Он устраивается на биде, как девчонка, расставив ноги.
– Ну держись!
Он орал, как осел, когда я снимал повязку, которая приклеилась к его волосам на заднице. Когда я стал протирать рану ватой, смоченной в спирте, то подумал, что он может родить близнецов – такой начался бардак!
– Заткнись! Еще сбегутся все самцы в округе…
Его рана выглядела не так уж мерзко.
– У тебя, старина, теперь две дырки: одна от пули, а другая…

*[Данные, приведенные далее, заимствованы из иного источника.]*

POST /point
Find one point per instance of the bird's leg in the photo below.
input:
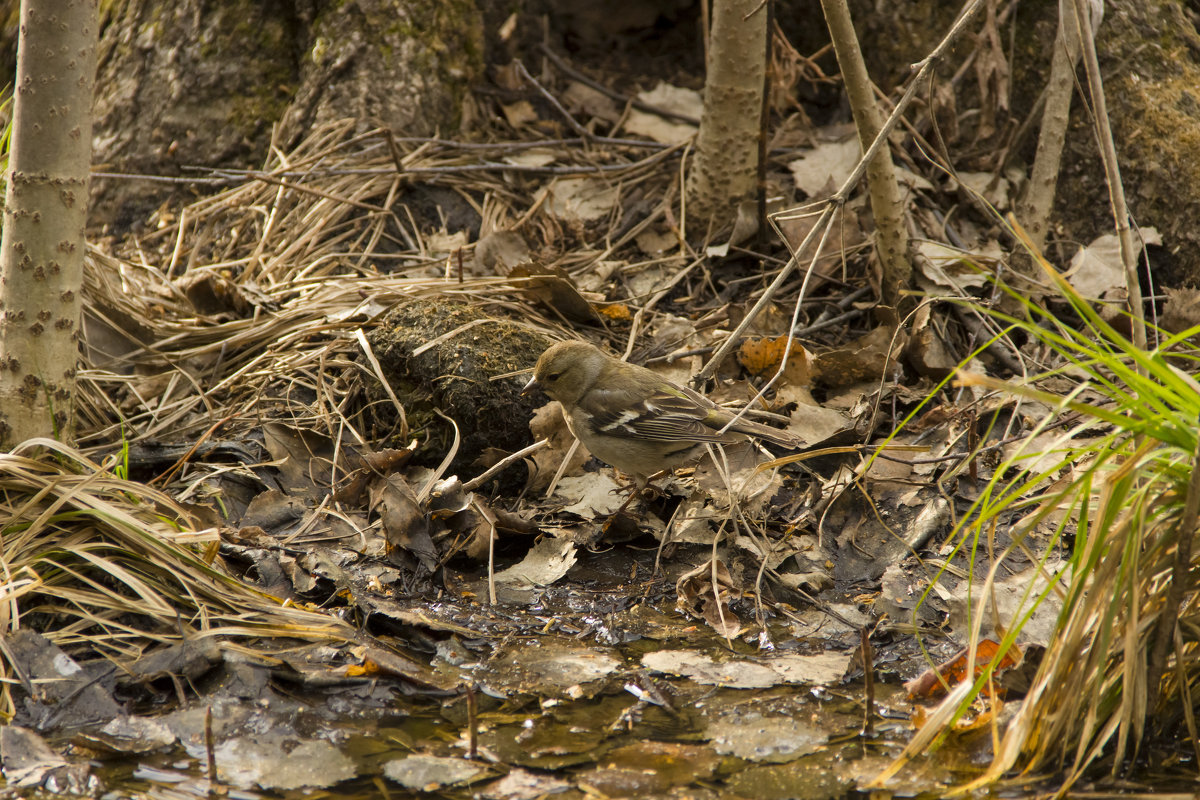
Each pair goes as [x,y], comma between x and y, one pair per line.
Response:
[641,487]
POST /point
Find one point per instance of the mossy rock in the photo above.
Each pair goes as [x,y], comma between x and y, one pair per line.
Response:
[455,377]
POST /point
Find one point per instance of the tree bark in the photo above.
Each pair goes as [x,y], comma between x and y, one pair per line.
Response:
[887,204]
[46,209]
[726,166]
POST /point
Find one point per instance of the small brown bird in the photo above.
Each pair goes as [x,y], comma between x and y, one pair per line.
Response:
[633,419]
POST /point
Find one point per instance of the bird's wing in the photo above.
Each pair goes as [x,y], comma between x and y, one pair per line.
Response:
[667,414]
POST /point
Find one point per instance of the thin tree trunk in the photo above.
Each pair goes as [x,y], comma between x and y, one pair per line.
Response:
[887,204]
[725,169]
[46,209]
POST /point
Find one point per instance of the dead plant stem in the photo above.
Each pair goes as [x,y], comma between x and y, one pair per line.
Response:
[923,67]
[1113,176]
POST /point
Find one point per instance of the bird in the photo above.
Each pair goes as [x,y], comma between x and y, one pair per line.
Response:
[634,419]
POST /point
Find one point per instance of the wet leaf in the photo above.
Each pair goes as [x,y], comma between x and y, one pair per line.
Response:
[405,522]
[431,773]
[544,564]
[757,738]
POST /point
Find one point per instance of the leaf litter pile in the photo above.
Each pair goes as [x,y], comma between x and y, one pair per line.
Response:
[309,486]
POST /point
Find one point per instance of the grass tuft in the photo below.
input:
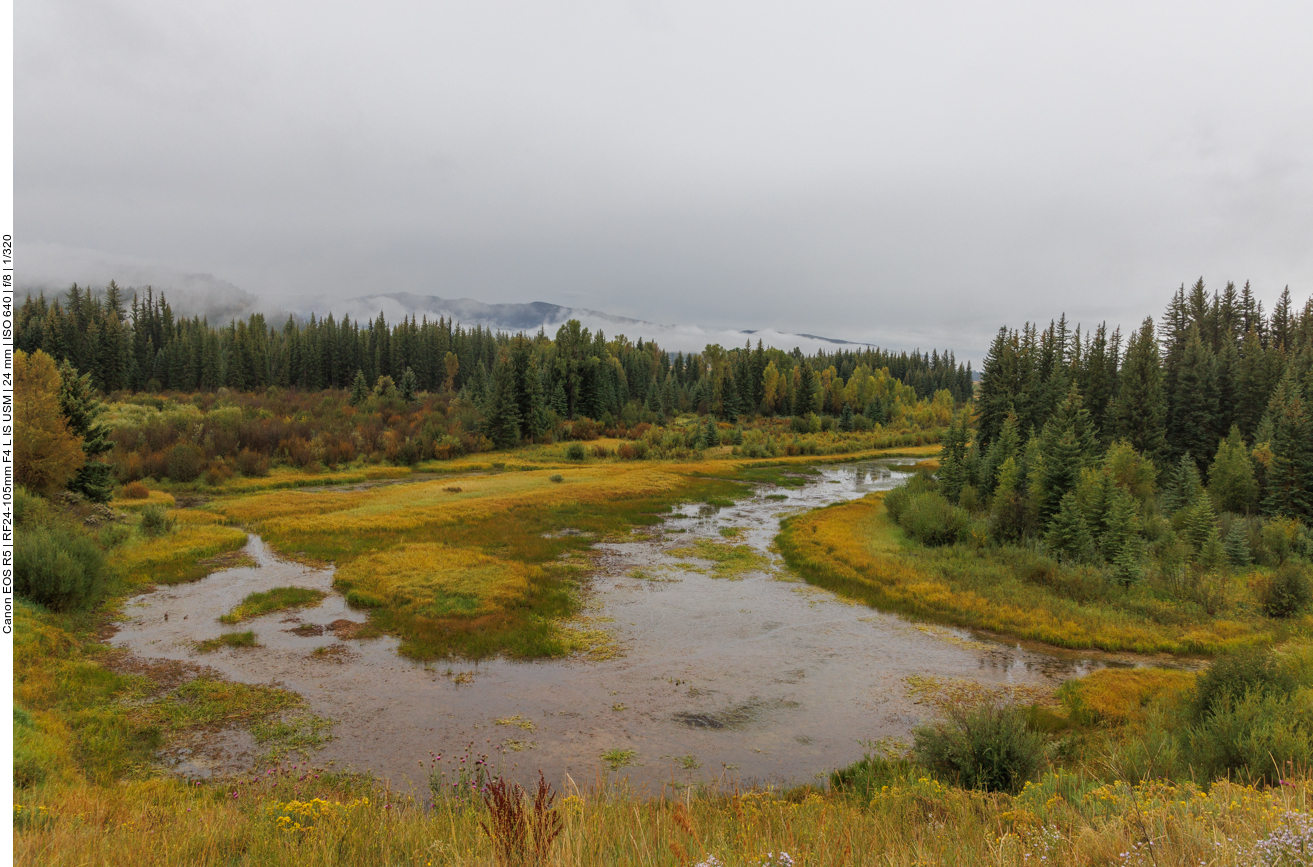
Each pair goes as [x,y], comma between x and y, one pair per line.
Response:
[275,599]
[227,640]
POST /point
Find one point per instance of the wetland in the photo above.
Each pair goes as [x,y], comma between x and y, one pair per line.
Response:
[714,661]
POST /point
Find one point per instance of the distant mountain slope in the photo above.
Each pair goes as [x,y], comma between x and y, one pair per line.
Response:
[549,317]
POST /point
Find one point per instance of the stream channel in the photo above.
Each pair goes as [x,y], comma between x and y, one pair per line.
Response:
[755,679]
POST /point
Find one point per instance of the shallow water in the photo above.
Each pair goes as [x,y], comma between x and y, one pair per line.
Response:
[760,679]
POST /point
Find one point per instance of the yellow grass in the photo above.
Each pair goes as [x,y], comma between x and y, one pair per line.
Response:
[1058,820]
[472,562]
[177,556]
[154,498]
[855,549]
[1120,696]
[435,579]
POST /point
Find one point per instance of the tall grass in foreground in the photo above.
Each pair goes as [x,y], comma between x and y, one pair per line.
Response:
[290,817]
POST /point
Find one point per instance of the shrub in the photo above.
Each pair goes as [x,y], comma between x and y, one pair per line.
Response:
[932,520]
[1287,591]
[986,746]
[155,522]
[184,463]
[252,464]
[58,568]
[864,778]
[29,509]
[583,430]
[1251,737]
[1233,675]
[897,499]
[135,490]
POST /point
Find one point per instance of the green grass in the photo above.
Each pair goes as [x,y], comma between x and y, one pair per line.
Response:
[300,733]
[227,640]
[276,599]
[617,758]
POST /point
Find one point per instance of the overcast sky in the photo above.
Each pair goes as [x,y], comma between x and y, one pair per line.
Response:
[907,174]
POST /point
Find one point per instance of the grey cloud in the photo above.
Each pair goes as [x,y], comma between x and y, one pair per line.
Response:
[901,175]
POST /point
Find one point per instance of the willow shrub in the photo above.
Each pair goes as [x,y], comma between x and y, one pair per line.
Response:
[986,746]
[59,568]
[932,520]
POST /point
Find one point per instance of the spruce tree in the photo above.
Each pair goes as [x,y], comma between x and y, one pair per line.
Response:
[1069,535]
[82,409]
[1290,473]
[804,401]
[1236,547]
[1066,447]
[410,382]
[1195,402]
[502,419]
[1230,478]
[1140,409]
[359,389]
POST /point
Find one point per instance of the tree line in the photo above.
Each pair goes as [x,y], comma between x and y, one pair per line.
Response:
[142,346]
[1191,444]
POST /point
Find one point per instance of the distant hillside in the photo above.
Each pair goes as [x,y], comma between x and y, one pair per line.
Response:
[549,317]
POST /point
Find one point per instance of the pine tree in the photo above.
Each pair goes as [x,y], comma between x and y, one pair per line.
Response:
[45,452]
[1140,409]
[1290,473]
[1195,402]
[952,470]
[80,407]
[1069,535]
[1066,447]
[359,389]
[804,401]
[410,382]
[1230,478]
[1236,547]
[502,419]
[1251,386]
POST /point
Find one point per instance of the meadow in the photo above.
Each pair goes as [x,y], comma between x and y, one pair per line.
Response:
[485,555]
[856,549]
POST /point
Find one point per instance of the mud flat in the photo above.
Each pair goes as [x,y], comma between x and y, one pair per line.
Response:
[725,664]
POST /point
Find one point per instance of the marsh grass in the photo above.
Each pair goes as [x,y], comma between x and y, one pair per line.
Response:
[499,582]
[317,819]
[275,599]
[728,561]
[227,640]
[300,732]
[86,712]
[179,556]
[856,551]
[617,758]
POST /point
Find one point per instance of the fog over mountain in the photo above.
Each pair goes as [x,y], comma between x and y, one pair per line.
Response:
[909,175]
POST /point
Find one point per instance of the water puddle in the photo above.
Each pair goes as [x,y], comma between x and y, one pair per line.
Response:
[729,666]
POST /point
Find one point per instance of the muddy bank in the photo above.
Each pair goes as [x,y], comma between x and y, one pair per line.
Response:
[728,666]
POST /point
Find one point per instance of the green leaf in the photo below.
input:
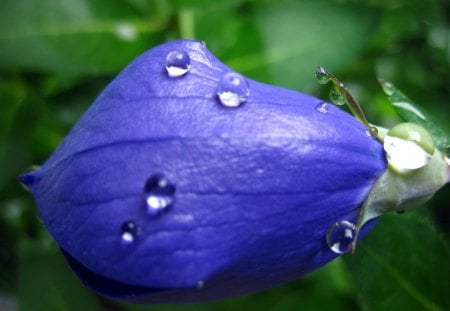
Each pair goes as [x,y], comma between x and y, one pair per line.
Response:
[72,36]
[412,112]
[402,265]
[289,39]
[45,282]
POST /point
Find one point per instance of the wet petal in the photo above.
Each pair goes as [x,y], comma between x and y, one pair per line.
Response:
[255,187]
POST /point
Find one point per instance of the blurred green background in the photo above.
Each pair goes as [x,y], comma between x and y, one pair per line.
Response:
[57,55]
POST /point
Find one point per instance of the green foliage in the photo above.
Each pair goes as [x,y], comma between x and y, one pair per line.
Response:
[56,56]
[408,262]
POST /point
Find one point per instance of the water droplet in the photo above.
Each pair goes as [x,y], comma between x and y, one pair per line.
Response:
[388,88]
[28,179]
[322,107]
[129,230]
[160,194]
[126,31]
[178,63]
[408,147]
[322,76]
[337,97]
[233,89]
[340,237]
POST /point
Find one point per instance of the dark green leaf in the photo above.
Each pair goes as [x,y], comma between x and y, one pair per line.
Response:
[402,265]
[412,112]
[72,36]
[47,283]
[292,38]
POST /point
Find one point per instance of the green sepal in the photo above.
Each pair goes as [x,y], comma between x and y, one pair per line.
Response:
[414,113]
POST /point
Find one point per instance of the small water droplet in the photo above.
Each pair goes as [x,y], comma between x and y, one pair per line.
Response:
[178,63]
[322,107]
[28,179]
[126,31]
[233,89]
[322,76]
[160,194]
[129,230]
[337,97]
[388,88]
[340,237]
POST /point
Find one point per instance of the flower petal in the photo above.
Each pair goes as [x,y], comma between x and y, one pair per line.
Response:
[256,187]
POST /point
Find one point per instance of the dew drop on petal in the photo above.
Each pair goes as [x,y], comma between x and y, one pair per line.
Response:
[159,194]
[340,237]
[403,155]
[178,63]
[337,97]
[129,231]
[322,107]
[233,89]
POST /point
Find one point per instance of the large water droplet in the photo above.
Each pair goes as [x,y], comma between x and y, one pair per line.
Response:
[408,147]
[233,89]
[340,237]
[322,107]
[337,97]
[322,76]
[178,63]
[129,230]
[159,194]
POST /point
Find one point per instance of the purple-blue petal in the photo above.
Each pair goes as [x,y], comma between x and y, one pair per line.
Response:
[256,187]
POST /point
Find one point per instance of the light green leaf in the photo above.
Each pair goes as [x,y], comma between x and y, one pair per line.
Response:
[72,36]
[402,265]
[412,112]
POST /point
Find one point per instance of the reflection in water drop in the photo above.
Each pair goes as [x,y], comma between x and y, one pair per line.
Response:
[129,231]
[233,90]
[340,237]
[159,194]
[178,63]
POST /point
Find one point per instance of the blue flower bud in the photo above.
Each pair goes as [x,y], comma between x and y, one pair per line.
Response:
[185,181]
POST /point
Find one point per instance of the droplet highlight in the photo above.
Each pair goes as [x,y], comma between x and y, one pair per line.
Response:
[340,237]
[337,97]
[233,90]
[159,194]
[178,63]
[129,231]
[408,147]
[322,107]
[322,76]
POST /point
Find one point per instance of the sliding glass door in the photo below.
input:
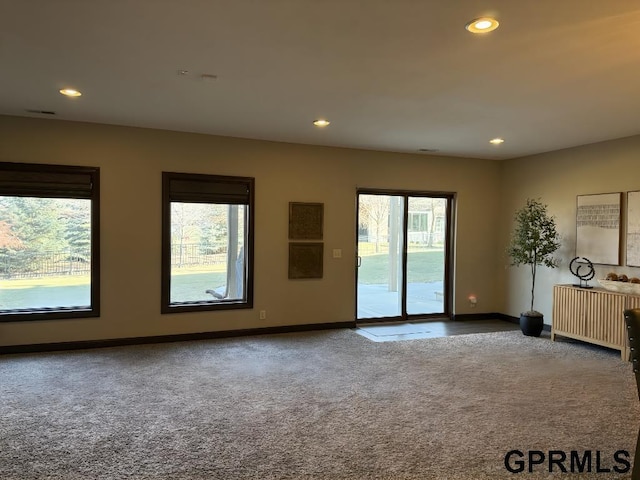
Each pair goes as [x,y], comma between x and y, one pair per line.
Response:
[403,252]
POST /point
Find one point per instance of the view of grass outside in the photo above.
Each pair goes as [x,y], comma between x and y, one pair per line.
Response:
[45,252]
[425,265]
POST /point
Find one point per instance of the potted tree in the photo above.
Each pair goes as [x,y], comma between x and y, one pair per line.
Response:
[533,243]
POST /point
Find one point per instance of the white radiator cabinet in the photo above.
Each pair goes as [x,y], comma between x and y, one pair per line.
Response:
[592,315]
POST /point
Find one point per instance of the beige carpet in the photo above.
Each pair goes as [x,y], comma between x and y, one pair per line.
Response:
[321,405]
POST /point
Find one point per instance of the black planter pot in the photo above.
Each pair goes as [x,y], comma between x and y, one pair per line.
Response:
[531,325]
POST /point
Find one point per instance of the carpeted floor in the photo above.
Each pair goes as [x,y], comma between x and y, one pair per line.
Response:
[320,405]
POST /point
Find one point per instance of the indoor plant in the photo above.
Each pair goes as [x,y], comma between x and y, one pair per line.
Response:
[533,242]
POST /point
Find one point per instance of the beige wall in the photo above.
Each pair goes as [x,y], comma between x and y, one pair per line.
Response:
[131,162]
[557,178]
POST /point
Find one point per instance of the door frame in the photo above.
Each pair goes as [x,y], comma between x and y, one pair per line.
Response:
[449,249]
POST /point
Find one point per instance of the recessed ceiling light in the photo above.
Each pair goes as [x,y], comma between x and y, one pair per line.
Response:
[70,92]
[482,25]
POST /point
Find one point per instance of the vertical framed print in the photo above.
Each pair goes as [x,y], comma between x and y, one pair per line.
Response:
[598,228]
[306,221]
[306,260]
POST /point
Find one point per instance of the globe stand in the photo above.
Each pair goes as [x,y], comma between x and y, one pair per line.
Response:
[584,277]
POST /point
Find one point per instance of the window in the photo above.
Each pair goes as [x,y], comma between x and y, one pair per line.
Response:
[207,242]
[49,242]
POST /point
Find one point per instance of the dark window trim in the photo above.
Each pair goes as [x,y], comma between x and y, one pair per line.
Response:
[167,178]
[52,189]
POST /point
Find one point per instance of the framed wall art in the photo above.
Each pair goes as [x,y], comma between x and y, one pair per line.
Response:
[305,259]
[306,221]
[633,229]
[598,228]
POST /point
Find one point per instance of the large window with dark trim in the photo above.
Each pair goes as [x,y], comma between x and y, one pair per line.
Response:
[207,242]
[49,242]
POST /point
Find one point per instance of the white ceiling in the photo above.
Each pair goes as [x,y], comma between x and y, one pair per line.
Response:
[396,75]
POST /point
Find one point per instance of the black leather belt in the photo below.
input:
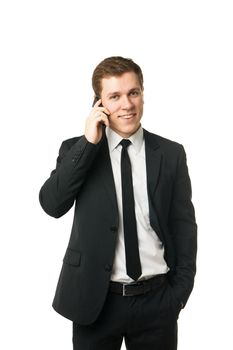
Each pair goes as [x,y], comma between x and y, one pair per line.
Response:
[137,288]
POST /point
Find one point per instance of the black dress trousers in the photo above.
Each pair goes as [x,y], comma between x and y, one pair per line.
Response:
[146,322]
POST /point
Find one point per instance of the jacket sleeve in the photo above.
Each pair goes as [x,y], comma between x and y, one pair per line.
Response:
[183,229]
[58,193]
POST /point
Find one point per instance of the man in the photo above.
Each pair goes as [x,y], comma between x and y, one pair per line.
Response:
[130,263]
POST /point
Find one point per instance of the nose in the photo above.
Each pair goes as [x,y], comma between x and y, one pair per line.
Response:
[126,102]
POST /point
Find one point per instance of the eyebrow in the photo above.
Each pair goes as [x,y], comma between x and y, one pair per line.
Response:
[118,92]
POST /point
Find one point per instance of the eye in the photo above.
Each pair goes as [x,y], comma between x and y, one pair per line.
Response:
[114,97]
[134,93]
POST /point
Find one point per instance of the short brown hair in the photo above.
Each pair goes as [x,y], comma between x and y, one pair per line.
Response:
[114,66]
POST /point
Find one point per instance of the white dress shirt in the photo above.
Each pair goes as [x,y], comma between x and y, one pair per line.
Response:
[150,248]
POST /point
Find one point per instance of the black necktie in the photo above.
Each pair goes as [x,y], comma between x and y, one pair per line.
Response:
[133,265]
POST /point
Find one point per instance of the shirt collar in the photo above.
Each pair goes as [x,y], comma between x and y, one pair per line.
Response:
[114,139]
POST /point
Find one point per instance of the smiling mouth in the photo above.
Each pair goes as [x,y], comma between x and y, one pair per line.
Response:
[127,116]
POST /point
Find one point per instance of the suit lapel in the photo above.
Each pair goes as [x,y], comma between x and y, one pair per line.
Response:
[105,172]
[153,162]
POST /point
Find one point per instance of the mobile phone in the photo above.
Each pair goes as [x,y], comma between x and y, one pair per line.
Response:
[97,98]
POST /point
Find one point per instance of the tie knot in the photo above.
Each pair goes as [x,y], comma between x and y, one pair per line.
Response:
[125,143]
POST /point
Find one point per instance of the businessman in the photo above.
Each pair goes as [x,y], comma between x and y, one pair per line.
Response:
[130,263]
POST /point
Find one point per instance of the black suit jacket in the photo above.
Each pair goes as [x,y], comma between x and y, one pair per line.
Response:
[84,175]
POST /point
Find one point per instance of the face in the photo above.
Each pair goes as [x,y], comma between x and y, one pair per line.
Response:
[123,97]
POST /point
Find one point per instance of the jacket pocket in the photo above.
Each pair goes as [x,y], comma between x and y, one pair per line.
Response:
[72,257]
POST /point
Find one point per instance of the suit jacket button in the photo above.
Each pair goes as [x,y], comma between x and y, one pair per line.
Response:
[108,267]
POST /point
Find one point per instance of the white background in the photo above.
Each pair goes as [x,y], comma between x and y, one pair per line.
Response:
[48,52]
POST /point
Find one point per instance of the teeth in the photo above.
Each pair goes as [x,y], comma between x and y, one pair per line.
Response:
[127,116]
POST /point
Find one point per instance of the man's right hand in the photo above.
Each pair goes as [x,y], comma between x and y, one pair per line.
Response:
[97,117]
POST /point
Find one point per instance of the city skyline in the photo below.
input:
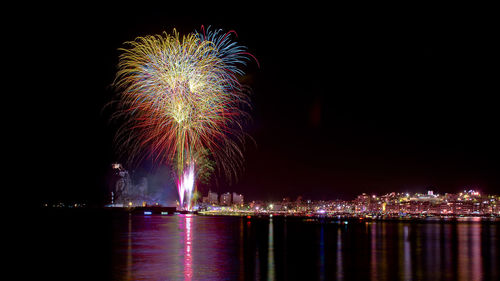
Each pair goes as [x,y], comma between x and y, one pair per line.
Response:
[394,104]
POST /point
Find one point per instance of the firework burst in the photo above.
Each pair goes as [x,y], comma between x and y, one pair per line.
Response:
[181,100]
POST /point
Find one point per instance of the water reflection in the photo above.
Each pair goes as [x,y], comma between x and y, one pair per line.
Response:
[340,273]
[270,252]
[188,259]
[186,247]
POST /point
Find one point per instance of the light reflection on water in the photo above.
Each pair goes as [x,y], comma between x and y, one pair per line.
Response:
[190,247]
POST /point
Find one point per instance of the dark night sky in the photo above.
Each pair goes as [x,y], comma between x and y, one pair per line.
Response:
[346,100]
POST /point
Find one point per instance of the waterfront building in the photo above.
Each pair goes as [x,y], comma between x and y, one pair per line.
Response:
[213,198]
[237,199]
[225,199]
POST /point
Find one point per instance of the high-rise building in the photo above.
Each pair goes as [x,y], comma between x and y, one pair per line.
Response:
[213,198]
[237,199]
[225,199]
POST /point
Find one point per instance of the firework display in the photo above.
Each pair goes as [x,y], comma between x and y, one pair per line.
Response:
[183,104]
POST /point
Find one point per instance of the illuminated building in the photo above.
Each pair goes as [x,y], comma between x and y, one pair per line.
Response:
[225,199]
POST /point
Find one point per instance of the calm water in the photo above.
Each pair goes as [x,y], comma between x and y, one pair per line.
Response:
[102,245]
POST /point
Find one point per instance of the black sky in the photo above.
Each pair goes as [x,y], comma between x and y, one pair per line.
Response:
[346,100]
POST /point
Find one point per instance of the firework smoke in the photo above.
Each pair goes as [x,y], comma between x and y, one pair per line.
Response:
[181,101]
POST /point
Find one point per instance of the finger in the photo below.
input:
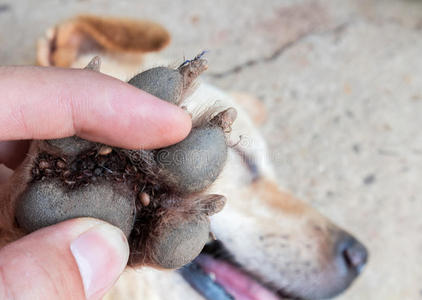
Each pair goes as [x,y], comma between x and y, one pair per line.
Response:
[45,103]
[12,153]
[5,173]
[72,260]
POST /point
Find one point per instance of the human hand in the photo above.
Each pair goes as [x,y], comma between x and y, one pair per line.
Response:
[79,258]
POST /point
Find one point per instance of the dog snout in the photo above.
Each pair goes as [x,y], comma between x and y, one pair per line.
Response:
[352,254]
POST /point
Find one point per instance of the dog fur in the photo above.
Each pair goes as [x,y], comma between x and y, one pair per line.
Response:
[273,235]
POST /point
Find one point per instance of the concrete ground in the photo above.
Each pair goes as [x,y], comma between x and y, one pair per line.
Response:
[342,83]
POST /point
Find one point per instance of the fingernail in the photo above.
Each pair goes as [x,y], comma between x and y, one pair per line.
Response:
[101,254]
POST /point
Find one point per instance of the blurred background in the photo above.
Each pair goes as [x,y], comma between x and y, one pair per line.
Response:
[340,83]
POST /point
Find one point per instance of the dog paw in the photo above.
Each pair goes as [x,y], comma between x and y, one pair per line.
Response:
[156,197]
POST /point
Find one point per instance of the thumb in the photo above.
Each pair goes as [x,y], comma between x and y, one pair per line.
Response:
[76,259]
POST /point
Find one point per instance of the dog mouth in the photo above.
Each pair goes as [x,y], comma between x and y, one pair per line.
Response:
[217,276]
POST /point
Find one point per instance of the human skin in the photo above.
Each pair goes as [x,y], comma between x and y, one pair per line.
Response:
[46,103]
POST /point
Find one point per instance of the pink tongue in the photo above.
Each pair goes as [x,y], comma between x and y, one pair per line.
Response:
[234,281]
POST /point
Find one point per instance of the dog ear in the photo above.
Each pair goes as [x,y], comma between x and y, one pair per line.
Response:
[211,204]
[91,34]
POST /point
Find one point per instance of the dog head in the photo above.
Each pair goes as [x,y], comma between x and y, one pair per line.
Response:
[267,240]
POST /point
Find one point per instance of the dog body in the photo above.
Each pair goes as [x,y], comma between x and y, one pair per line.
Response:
[269,244]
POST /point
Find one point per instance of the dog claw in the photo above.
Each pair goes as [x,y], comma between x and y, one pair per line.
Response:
[94,64]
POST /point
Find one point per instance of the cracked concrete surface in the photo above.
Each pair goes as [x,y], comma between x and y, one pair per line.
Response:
[342,85]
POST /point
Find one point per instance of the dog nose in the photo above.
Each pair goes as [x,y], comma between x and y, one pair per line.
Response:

Напрасно стараюсь. Его ничем не рассмешишь. Сидит себе на биде, опустив голову, обозревая свой погибший вялый хобот. Эй, Пьеро! Треплю его по волосам. Смотрю, в глазах у него слезы. Лучше не обращать внимания. Наклоняюсь над ним.
– Ты плохо пахнешь, парень!
– Если я встану под душ, пойдет кровь!
– А ноги! – говорю ему. – Они целехоньки. Их надо помыть.
Сажаю его на край ванной, а ноги ставлю под край. И начинаю мыть. Вода становится черной.
– Да не беспокойся ты! Все наладится. У тебя заскок. Когда он пройдет…
Большим куском марсельского мыла мою ему голову. Потом сушу его волосы, причесываю. И тащу его в комнату.
– Иди сюда, – говорю. – Только не мешай мне, сам увидишь…
Он послушно ложится в темноте на одну из двух постелей, и я принимаюсь за работу, медленно, терпеливо проделываю все, что он так любит. Я очень стараюсь. У меня руки дрожат от желания увидеть чудо… Но его член остается по-прежнему вялым. Если бы я имел дело с новорожденным, то преуспел бы не больше. Придется свозить его в Лурд! В довершение всего он начинает на меня орать.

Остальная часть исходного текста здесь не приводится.